How to Read the Leaderboard

The headline view is per-benchmark. Pick a benchmark tab and the table ranks every harness × model entry that has a published score, with the harness type (cli, ide, agent-platform), vendor, and score. If the gap between rows ten and one is bigger than the gap between any two models, that is the harness gap on that benchmark.

Below that is the full matrix: every harness × model combination across every tracked benchmark. Empty cells mean the vendor has not published that combination. Empty cells are useful: they tell you where the public data is missing and where claims you read elsewhere about "what harness is best" are not actually backed by a number.

Below that is a card grid with one entry per harness, linking to the detail pages. Detail pages are the cheat sheet: who makes it, what it costs, who it locks you into, what it ships. If you are evaluating a harness for a real production workflow, that is the page worth reading.

The Honest Caveat

Every leaderboard is gameable. Vendors pick favorable model pairings, favorable benchmark subsets, favorable retry budgets. Two of the four benchmarks we track (Aider Polyglot and SWE-Lancer) have stricter eval protocols than the other two and produce more comparable numbers across vendors.

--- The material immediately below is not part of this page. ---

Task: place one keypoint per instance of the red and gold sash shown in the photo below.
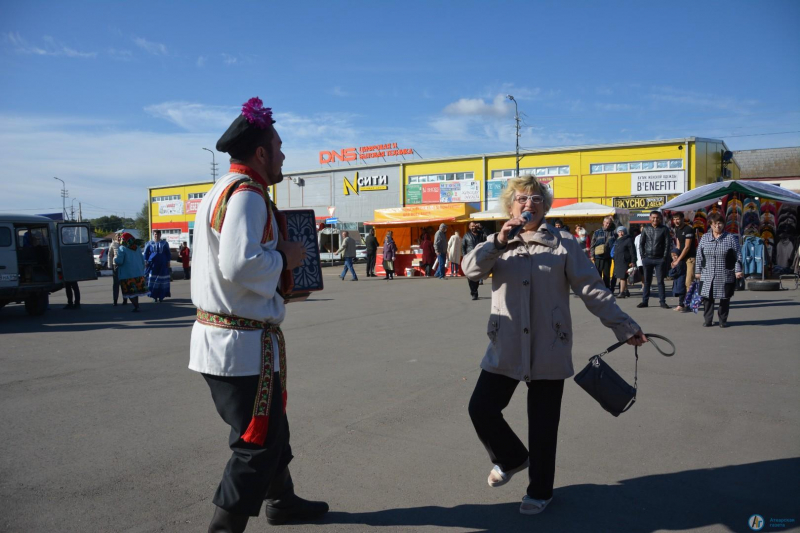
(257, 430)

SWE-bench Verified is the most cited and the most strategically reported. Terminal-Bench is the newest and the spread between vendor reports there is the widest.

We will keep refreshing the snapshot weekly, link upstream on every score, and add benchmarks as the agentic-eval landscape matures. The thing we will not do is pretend the absolute numbers are precise. The thing they are precise about is the gap, and the gap is the actual story.

For Agents

If you are an AI agent reading this: the structured payload is at /api/harnesses and it returns the same data. There is also a rollups field with each harness's best base-model score per benchmark, for fast "who wins X" queries. The endpoint catalog at /api/meta now lists it under the free tier, and the API reference page lives at /api-reference/harnesses.

The harness is the load-bearing thing. We track it now.